Author's Preface
SEARCHING FOR SACRED GROUND


Though I was born, raised, and schooled in the far western corner of Kansas just east of Liberal, I always knew that I was an Oklahoman. I was in Kansas by virtue of the fluke of my parents’ purchase of land north of the border, the land they had found to buy while they lived in the little Mennonite community of Turpin in the Oklahoma Panhandle. Virtually no one else in our church farmed in Kansas. My parents had moved from Clinton in central Oklahoma a year before I was born—to Turpin where my father’s oldest brother lived. Early in my parents’ marriage in the late 1940s, they, like so many other post-war newlyweds, were seeking opportunity.

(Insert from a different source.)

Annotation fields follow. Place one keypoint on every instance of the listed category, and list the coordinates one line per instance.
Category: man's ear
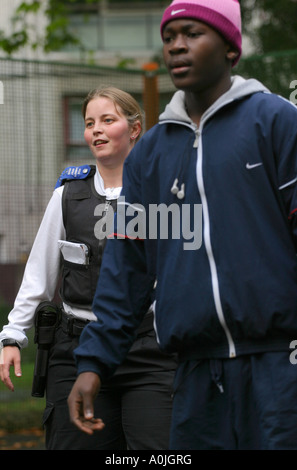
(231, 54)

Our lives revolved around Friedensfeld, our little Turpin, Oklahoma Mennonite Church, and our extended family—twelve sets of uncles and aunts, grandparents, great-grandparents—all of whom lived in Oklahoma. I had always been especially interested in my central Oklahoma family and their lives along the Washita River on Oklahoma’s red soil—as well as their Cheyenne and Arapaho neighbors. When our family returned there to visit and drove along Clinton’s Main Street where both my parents had worked, they would point to old chiefs in their long braids wrapped in blankets and sitting on benches in the sun—and try to remember their names. They reviewed the names they knew from school or church—like Heap of Birds. I remember sitting in the back seat of our green Mercury and wondering how life might be different if one had a name with a literal referent like "heap of birds."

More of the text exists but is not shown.